The UK is losing £1.3 billion a year to scams, which works out to nearly eight fraud cases per minute. But here’s where it gets interesting: the criminals running these operations have discovered that hiring an AI to do the heavy lifting is far more efficient than the old-fashioned approach of, say, actually learning to write convincingly.
Imagine a scammer’s dilemma. You need to send personalized phishing emails to thousands of people, each one tailored enough to slip past their skepticism but generic enough that you can automate it. Enter large language models—the same technology that powers your helpful chatbot, now weaponized by someone in a basement somewhere, probably with better grammar than the original con artists.

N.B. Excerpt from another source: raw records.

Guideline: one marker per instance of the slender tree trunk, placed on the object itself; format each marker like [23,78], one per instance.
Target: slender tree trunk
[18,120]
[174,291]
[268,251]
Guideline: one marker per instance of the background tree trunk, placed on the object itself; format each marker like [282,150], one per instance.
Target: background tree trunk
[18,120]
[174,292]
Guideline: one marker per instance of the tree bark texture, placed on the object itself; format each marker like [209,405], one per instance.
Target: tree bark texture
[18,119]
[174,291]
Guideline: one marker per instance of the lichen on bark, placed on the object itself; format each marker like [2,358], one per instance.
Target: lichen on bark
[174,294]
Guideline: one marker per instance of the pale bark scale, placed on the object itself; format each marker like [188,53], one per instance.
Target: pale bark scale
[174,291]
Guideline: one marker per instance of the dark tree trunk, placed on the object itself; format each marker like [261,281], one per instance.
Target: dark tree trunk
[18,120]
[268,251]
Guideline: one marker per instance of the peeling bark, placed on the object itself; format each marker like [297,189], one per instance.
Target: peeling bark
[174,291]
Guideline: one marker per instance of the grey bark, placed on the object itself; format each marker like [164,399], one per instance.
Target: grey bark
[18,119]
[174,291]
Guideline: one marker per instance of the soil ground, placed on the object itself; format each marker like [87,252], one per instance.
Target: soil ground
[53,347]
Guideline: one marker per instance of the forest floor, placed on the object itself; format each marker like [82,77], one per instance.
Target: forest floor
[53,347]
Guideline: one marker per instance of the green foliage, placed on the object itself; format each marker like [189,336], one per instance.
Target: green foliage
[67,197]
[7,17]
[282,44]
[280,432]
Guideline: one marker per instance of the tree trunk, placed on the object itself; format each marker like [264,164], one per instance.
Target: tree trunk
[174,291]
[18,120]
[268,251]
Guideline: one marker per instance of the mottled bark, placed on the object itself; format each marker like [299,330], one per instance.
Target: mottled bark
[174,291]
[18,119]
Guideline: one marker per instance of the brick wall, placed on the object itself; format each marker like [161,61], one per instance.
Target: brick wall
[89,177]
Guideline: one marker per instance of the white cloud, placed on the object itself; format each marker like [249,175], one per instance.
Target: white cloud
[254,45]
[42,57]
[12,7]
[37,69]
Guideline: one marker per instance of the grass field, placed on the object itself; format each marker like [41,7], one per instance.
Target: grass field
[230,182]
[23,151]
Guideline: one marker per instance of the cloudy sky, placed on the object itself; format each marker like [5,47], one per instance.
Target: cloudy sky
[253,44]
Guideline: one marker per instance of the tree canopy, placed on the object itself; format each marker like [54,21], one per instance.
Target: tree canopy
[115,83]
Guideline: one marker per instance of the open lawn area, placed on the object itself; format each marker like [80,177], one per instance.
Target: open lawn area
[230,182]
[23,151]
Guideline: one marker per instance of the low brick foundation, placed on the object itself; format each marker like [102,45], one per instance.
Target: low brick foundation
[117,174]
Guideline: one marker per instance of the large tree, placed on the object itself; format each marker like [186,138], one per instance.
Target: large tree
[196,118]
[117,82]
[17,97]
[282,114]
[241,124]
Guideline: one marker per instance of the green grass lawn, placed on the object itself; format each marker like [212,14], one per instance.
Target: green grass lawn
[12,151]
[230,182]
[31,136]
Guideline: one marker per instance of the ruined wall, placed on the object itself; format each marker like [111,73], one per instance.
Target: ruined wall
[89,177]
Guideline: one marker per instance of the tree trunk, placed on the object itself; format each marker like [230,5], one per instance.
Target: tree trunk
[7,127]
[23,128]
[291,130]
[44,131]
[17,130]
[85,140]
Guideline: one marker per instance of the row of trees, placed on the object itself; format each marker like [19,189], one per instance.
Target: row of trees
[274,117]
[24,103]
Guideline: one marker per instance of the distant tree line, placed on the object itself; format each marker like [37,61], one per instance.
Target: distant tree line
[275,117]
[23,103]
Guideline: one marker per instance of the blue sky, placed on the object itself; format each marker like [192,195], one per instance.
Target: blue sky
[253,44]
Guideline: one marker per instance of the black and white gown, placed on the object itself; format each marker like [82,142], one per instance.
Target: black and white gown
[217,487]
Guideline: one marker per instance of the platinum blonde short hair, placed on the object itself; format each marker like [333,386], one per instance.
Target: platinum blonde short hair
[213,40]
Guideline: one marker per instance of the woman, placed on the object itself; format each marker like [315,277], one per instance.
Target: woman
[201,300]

The really amusing part is that we’ve created a world where AI can now impersonate a financial advisor well enough to convince someone to wire money, while the actual financial advisors are still trying to figure out how to explain cryptocurrency to their parents. One scammer’s AI is out there generating bespoke investment pitches; another is probably applying for a business loan to scale operations, using—you guessed it—an AI-written business plan that the bank’s algorithm approves because it looks statistically legitimate.
So the next time someone tells you AI will replace humans, remember: it already has. Not in the jobs we expected, but in the ones that matter most—making us all poorer, one perfectly worded message at a time. The real scandal isn’t that criminals are using AI. It’s that we built the tools, connected everyone to the internet, and then acted shocked when someone decided to use both at once.